Todos los años, a medida que las lluvias van disminuyendo y el aire va perdiendo esa humedad característica y los pastizales se alejan del verde para tornarse mustios o desaparecer simplemente, cuando ya el pequeño cafeto y los naranjos y mandarinos nos han dado su fruto. Todos los años se repite esa realidad, inherente a nuestra provincia. La sequía llega y atenaza el ambiente y desde agosto nos preguntamos que tan largo será el verano a medida que los soles inclementes tuestan y resecan la tierra y el polvo se empieza a levantar a nuestro paso.
Los árboles, imperturbables, no imploran al cielo una gota de lluvia. Las ranas estarán guarecidas en las umbrosas arboledas de los esteros, esperando mejores tiempos. Las vacas y las acémilas con sus carnes en retroceso, bajo el fresco samán esperarán que alguna vaina sabrosa caiga para aliviar su hambre. El finquero cuenta los días que faltan para terminar el año y ve con desesperanza que el almanaque no se deshoja tan rápido como él quisiera. La palma real eleva sus hojas al compás del viento estival y parece decir a las nubes, destinadas a otras tierras: Aquí, aquí.
Hay días en que el astro rey golpea duro, días en que parece que se va a incendiar la tierra. Otros, parece que se apiadara de esta costra seca y se esconde tras unas nubes mezquinas. En la tarde, ver todo el panorama que se abre ante mis ojos, mustio y gris me duele hasta el alma. Es como ver el pellejo seco e inerte de un ser querido. Al fondo, el agua de la represa más inalcanzable que nunca.

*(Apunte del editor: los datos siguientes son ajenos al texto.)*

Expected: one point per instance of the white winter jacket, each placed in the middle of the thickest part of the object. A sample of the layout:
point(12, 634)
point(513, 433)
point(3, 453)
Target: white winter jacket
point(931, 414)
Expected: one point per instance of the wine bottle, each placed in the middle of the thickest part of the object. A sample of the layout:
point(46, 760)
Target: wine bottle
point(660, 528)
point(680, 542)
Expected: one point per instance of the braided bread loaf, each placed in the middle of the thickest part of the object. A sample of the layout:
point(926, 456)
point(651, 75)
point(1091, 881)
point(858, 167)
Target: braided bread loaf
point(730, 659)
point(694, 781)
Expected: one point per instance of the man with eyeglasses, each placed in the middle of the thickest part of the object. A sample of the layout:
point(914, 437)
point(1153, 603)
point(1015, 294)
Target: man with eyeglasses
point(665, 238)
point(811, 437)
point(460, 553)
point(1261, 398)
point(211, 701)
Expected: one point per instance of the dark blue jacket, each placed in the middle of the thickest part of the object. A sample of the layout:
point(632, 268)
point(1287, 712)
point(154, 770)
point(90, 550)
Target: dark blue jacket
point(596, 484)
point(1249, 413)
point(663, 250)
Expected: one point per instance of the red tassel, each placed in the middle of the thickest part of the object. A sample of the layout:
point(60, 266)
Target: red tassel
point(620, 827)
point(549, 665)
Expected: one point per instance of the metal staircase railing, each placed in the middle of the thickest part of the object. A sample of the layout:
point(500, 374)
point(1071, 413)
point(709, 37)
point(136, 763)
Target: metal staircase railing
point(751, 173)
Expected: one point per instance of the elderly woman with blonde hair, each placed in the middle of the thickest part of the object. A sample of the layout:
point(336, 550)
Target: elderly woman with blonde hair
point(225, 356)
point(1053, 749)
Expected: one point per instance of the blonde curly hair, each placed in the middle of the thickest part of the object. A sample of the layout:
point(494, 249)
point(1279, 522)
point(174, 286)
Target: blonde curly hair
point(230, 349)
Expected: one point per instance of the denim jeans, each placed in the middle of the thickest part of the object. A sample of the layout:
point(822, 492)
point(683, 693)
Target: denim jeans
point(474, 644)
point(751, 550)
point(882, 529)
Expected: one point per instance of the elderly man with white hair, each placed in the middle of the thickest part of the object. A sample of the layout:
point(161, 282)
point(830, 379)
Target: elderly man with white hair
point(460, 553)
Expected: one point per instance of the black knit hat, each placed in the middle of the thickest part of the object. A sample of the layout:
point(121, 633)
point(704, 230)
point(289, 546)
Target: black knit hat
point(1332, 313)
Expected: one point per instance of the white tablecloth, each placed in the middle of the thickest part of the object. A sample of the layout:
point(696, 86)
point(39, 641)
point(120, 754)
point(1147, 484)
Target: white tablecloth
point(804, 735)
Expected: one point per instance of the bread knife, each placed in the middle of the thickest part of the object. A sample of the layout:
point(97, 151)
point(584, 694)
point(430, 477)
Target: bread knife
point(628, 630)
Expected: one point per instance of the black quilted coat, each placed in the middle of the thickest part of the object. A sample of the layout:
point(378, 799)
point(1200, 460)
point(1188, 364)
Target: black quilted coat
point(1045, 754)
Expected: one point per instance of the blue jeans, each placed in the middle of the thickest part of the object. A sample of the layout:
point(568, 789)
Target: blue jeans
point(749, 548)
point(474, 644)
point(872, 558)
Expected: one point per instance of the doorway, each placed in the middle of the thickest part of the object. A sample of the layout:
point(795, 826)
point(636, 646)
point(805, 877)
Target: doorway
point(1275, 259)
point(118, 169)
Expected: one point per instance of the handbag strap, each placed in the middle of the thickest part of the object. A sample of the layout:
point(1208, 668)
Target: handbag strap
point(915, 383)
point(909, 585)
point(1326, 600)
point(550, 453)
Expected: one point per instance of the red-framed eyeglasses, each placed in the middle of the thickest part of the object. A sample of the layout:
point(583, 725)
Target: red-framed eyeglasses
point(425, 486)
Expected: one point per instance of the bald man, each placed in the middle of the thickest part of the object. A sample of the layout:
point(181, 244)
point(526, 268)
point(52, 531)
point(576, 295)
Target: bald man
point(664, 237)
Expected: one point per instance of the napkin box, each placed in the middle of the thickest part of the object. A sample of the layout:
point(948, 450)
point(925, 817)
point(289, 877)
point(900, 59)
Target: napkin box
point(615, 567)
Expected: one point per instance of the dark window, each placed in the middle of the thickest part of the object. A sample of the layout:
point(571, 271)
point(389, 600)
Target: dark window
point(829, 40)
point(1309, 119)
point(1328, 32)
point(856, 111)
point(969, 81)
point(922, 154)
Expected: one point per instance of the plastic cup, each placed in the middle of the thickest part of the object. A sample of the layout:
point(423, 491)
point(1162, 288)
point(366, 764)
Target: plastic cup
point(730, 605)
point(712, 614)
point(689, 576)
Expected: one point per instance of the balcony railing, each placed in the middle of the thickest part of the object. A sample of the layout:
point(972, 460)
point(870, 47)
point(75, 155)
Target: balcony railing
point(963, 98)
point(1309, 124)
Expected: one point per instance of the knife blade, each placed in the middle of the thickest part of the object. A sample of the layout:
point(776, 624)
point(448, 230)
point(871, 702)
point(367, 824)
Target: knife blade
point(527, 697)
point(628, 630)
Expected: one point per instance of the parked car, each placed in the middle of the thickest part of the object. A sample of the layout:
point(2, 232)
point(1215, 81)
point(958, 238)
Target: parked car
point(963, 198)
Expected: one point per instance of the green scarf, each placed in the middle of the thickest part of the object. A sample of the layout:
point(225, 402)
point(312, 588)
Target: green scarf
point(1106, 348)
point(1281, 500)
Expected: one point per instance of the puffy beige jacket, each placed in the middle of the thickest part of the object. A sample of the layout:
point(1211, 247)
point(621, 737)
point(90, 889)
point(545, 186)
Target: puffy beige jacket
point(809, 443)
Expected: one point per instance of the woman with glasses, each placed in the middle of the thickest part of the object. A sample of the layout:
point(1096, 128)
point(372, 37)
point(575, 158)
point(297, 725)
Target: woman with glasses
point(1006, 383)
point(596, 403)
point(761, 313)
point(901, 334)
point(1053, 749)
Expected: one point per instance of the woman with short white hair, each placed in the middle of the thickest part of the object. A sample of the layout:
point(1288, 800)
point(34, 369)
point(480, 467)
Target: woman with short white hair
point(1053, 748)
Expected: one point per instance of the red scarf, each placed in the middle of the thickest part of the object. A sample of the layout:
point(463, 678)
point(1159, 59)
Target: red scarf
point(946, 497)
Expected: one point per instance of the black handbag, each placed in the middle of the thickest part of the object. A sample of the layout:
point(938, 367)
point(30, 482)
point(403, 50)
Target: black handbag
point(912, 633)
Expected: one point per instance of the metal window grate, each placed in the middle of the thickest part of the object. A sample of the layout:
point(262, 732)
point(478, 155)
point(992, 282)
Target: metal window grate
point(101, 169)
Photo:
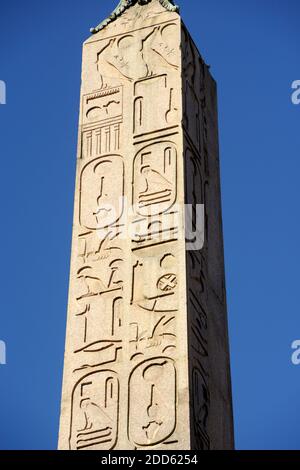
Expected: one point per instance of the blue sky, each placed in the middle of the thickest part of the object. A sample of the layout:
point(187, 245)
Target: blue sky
point(253, 49)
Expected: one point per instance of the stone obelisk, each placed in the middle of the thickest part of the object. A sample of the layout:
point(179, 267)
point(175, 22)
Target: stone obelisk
point(146, 362)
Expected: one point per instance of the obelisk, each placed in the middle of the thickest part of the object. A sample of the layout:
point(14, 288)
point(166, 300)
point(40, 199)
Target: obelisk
point(147, 359)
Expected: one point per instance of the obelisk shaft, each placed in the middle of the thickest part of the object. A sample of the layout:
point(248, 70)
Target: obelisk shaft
point(146, 363)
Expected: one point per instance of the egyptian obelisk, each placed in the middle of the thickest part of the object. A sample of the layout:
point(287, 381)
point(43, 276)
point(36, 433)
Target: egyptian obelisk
point(147, 358)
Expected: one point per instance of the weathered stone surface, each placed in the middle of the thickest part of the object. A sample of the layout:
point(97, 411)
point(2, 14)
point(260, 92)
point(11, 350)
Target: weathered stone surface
point(146, 362)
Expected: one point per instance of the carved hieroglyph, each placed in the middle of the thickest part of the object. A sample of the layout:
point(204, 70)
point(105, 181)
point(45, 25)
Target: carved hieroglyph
point(146, 362)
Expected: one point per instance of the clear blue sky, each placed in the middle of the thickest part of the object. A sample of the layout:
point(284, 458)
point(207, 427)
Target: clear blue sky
point(253, 48)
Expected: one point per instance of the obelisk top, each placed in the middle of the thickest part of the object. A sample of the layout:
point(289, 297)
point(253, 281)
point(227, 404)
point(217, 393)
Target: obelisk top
point(125, 4)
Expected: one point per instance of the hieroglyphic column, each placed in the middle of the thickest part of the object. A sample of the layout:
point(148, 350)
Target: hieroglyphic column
point(146, 362)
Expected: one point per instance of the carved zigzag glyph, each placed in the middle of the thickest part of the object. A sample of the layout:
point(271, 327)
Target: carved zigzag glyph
point(125, 4)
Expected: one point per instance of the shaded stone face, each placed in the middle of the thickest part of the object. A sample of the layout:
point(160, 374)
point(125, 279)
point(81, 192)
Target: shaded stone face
point(146, 363)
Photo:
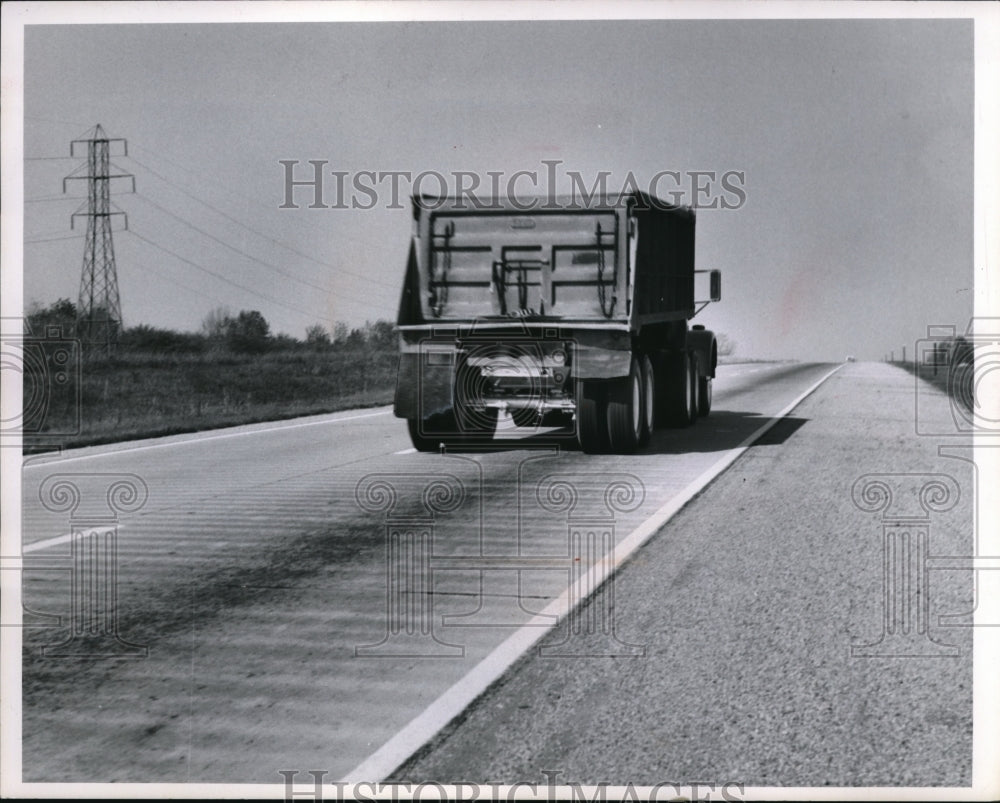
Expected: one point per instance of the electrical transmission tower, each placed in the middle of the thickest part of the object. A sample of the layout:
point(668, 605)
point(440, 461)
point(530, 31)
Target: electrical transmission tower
point(99, 312)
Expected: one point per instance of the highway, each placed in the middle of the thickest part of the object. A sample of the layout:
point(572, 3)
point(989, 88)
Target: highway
point(314, 594)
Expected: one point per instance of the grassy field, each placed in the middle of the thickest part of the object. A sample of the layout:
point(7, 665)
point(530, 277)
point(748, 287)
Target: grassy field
point(139, 394)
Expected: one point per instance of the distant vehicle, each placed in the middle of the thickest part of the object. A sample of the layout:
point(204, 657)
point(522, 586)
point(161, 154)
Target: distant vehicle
point(568, 312)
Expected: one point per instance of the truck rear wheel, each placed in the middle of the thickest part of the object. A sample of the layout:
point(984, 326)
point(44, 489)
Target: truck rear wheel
point(591, 417)
point(625, 411)
point(679, 396)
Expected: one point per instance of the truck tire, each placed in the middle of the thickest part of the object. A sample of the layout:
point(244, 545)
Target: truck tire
point(678, 395)
point(625, 411)
point(648, 400)
point(694, 361)
point(704, 395)
point(591, 417)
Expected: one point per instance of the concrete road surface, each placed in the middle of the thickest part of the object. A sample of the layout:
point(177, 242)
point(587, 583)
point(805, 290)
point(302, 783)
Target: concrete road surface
point(290, 596)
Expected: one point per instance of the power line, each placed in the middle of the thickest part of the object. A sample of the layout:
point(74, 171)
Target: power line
point(53, 198)
point(227, 280)
point(54, 239)
point(233, 248)
point(256, 232)
point(99, 313)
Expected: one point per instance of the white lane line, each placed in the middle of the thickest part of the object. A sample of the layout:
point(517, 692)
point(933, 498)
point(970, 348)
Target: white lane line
point(63, 539)
point(456, 699)
point(205, 439)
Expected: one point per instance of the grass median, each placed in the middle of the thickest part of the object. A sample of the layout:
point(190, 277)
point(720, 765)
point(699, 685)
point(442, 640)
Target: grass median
point(141, 394)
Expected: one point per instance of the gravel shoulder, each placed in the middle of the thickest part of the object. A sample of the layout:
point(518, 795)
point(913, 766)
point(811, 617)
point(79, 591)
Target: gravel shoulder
point(748, 604)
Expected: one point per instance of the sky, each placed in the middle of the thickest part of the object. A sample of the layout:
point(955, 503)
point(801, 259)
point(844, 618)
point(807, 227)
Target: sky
point(854, 140)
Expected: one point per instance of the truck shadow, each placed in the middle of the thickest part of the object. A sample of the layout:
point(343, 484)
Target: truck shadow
point(719, 432)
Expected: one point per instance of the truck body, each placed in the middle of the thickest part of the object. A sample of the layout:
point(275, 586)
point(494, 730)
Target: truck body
point(552, 311)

Atardecer en San Ignacio. En primer plano un grupo de palmas reales (Attalea colenda) |
Las estrellas han venido a alumbrar mi desesperanza, el oscuro manto de la noche es atravesado por miríadas de puntitos indistinguibles, un polvo celestial que da a la bóveda un aspecto lechoso, pero muy tenue. La noche está fresca y el silencio se siente como una fuerza poderosa e inmemorial. Abajo, la tierra sigue sedienta. Mañana será otro día.